I don’t how you turned out the way you did, little Body of mine. Did I make you this way or did God? Were you just born broken?

Then I thought of my love for Christ and His teachings. I thought of the way He loves all His children but especially the broken ones, the orphaned ones, the widowed ones, and the outcasts. I guess as far as bodies go, you’re sort of an outcast, you exist in the margins. You really are like a little engine that could though and although you couldn’t put Zyler together in a way that was whole and safe, you did give me Noah and I couldn’t be more grateful for him.

I also have an amazing new husband that I adore, a mother I cherish, and fantastic friends. None of them want you to give out, Body. They are pretty hellbent on me and you sticking around and loving on them for a good long while. I guess it’s about time I recognize that my spirit which loves them so intensely needs you, Body, to keep me here with them for as long as we are able.

So here is my commitment to you- While it is a daily struggle for me to be grateful for and kind to this very real flesh and bone body I am forced to walk around in, I have decided, in light of all my sisters hard work to be thankful for their bodies, I am ready to join in their cause. I will include you and all your capabilities in my list of daily gratitudes. I will use you more in physical ways and I will be more deliberate about what I put into you. I will speak gently and kindly when talking about you. And I will pray often and faithfully to let go of the bitterness and resentment I have felt for you until now.

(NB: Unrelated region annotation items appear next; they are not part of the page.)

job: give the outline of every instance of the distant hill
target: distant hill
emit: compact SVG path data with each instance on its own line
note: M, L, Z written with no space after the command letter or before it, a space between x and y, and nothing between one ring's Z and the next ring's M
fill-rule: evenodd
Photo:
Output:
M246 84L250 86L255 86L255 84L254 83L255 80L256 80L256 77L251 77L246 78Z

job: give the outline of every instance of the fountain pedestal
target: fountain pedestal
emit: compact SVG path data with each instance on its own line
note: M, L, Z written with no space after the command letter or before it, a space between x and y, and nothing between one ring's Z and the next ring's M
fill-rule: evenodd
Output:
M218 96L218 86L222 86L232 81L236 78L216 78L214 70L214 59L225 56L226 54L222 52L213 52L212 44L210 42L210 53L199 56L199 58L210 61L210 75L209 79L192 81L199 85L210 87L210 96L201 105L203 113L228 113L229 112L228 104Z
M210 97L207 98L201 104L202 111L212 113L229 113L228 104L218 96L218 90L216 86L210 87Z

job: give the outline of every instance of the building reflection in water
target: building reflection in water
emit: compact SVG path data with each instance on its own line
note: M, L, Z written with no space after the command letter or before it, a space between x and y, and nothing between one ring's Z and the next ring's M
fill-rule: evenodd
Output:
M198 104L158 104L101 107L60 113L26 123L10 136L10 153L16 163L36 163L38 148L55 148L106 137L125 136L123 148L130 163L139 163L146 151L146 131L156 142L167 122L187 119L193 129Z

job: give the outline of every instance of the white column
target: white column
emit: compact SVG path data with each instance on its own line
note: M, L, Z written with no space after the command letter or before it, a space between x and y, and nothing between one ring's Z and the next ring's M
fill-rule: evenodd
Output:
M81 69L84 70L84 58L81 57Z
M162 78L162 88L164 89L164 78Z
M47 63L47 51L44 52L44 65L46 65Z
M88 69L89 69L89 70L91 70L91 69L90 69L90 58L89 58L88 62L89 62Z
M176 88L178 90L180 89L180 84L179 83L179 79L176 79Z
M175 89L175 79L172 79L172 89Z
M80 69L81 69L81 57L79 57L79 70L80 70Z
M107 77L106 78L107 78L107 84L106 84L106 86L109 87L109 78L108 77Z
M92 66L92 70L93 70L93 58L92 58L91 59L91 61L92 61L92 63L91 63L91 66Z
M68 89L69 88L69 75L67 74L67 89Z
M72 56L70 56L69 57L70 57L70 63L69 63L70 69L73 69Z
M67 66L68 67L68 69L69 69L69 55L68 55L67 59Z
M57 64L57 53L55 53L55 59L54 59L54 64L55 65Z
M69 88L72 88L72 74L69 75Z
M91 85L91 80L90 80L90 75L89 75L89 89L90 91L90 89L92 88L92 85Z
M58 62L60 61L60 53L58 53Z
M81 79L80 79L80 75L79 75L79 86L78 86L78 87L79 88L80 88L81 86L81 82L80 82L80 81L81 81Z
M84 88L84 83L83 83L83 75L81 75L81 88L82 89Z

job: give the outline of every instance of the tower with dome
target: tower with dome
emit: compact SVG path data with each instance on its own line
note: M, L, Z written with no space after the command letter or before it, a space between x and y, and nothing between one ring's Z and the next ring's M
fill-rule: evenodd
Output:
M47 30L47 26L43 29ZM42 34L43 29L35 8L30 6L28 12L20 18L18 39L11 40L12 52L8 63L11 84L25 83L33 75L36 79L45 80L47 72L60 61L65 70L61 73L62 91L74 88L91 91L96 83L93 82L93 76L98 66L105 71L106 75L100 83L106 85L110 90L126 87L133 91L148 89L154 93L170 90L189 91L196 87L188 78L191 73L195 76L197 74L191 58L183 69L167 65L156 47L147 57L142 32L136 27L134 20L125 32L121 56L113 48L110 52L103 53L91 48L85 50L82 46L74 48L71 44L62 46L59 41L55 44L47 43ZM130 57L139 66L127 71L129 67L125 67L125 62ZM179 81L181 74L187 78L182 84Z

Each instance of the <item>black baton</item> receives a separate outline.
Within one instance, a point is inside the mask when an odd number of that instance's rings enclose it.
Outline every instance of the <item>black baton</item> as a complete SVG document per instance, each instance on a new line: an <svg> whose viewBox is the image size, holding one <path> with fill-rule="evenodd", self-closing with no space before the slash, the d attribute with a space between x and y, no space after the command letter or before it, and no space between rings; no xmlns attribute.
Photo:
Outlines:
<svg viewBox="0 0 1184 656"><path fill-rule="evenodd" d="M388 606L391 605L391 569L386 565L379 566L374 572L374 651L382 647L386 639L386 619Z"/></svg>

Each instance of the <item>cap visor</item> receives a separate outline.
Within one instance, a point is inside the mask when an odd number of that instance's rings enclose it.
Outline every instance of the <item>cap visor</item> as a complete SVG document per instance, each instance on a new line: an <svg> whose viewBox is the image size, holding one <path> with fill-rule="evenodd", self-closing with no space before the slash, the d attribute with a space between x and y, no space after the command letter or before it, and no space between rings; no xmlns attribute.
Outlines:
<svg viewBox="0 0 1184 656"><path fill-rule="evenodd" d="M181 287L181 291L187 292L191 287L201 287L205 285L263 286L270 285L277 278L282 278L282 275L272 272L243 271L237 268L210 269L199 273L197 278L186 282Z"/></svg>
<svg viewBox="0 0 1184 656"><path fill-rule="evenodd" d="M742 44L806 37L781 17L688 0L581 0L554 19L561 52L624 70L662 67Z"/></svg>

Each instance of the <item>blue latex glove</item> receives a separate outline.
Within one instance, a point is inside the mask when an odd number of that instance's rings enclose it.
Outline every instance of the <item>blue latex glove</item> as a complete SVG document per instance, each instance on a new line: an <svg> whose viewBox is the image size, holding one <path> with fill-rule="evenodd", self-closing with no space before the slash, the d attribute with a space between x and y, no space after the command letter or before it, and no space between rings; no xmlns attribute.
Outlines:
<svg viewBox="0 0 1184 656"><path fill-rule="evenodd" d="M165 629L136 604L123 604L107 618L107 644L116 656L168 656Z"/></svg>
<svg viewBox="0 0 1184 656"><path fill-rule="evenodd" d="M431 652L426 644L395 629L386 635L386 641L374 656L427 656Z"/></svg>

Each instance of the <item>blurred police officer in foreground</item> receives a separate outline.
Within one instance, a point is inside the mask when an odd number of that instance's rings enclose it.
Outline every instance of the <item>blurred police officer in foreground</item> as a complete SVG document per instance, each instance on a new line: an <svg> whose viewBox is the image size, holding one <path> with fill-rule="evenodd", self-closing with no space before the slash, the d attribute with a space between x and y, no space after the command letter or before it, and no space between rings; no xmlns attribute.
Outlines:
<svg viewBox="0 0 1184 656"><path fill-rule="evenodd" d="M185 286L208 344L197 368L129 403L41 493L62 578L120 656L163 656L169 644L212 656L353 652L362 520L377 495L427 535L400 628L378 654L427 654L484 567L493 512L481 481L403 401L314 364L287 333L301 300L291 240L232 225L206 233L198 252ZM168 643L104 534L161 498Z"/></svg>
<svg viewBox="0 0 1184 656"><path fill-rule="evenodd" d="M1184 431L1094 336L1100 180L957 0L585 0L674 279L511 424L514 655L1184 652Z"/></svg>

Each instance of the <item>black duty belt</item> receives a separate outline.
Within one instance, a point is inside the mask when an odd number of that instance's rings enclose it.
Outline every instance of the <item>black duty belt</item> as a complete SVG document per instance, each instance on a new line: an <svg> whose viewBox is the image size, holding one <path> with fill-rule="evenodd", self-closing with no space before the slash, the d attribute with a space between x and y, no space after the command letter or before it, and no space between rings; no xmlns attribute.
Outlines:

And above all, I will stop trying to punish you for all you didn’t provide me with and be thankful for the fruit of all that you did.

We have a lot of life left to live together, sweet girl. I’m so sorry for all the ways I’ve hurt you. I’m sorry for not advocating for you. I’m sorry for holding you accountable for things that probably weren’t your fault at all. I’m sorry I haven’t worked to help you overcome your shortcomings and make you strong(er). You are a gift from God and I should have told you that sooner.